A: Proof for the whole statement:
We can assume that 0 is the baricenter, A + B + C = 0, and A,B,C are pairwise independent.
Step 1: $(\forall t)$, $v_A,v_B,v_C$ lie in the plane $P :=A B C.$
(From an another answer.) From property (2):
$$A\times v_A + B\times v_B = -(A+B)\times (v_A + v_B)$$ which can be rearranged as
$$ (2A + B)\times v_A = (-2B - A) \times v_B =: X. $$
X is orthogonal to (2A + B) and (-2B - A) both, they span P, therefore X is orthogonal to P, so $v_A$ and $v_B,v_C$ lie in P. This concludes step 1.
Step 2: $(\forall t),$ the derivative of the normal vector of P is 0.
Let n denote the normal vector of P, $n:=A\times B/||A\times B||$.
$$(A \times B)' = A'\times B + A\times B' = v_A \times B + A \times v_B, $$
so $(A \times B)'$ is parallel to n.
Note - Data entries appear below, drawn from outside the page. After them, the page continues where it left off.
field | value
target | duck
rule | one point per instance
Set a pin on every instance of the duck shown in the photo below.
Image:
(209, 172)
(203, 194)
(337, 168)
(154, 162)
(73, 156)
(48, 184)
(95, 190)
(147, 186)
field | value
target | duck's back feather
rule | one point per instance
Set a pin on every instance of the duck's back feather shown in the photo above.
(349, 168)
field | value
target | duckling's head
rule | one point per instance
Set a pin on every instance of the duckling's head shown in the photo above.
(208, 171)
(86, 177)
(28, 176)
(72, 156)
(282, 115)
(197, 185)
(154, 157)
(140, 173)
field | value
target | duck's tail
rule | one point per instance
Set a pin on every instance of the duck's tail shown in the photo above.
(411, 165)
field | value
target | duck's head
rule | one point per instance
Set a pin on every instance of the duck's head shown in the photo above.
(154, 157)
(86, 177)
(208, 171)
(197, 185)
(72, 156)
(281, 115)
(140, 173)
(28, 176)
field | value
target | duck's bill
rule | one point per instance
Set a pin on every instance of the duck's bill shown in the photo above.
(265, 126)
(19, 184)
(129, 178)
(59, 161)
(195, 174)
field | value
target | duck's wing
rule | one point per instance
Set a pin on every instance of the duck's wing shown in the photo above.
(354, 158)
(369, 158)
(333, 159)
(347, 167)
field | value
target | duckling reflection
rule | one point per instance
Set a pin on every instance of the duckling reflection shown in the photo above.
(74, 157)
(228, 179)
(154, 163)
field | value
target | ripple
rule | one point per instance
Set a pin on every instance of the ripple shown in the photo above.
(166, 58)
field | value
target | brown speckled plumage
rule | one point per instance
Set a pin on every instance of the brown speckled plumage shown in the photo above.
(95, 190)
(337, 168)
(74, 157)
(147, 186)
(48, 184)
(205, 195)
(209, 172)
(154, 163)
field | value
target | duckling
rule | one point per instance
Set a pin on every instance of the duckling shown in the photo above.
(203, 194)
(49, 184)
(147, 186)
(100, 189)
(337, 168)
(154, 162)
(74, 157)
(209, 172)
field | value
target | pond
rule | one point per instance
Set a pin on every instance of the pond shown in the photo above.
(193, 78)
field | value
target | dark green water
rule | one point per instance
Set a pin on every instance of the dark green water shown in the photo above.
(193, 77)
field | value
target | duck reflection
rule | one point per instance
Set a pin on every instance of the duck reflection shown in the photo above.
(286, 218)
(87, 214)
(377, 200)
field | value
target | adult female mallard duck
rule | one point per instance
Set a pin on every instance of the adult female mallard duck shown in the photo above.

This gives
$$ n' = ( A\times B/||A\times B|| )' = (A\times B)' \cdot (1/||A\times B||) + (A\times B) \cdot (1/||A\times B||)' $$
which means $n'$ is parallel to n as well, and considering n being a unit vector, this means $n'= 0$. This concludes step 2.
Step 2 implies the statement.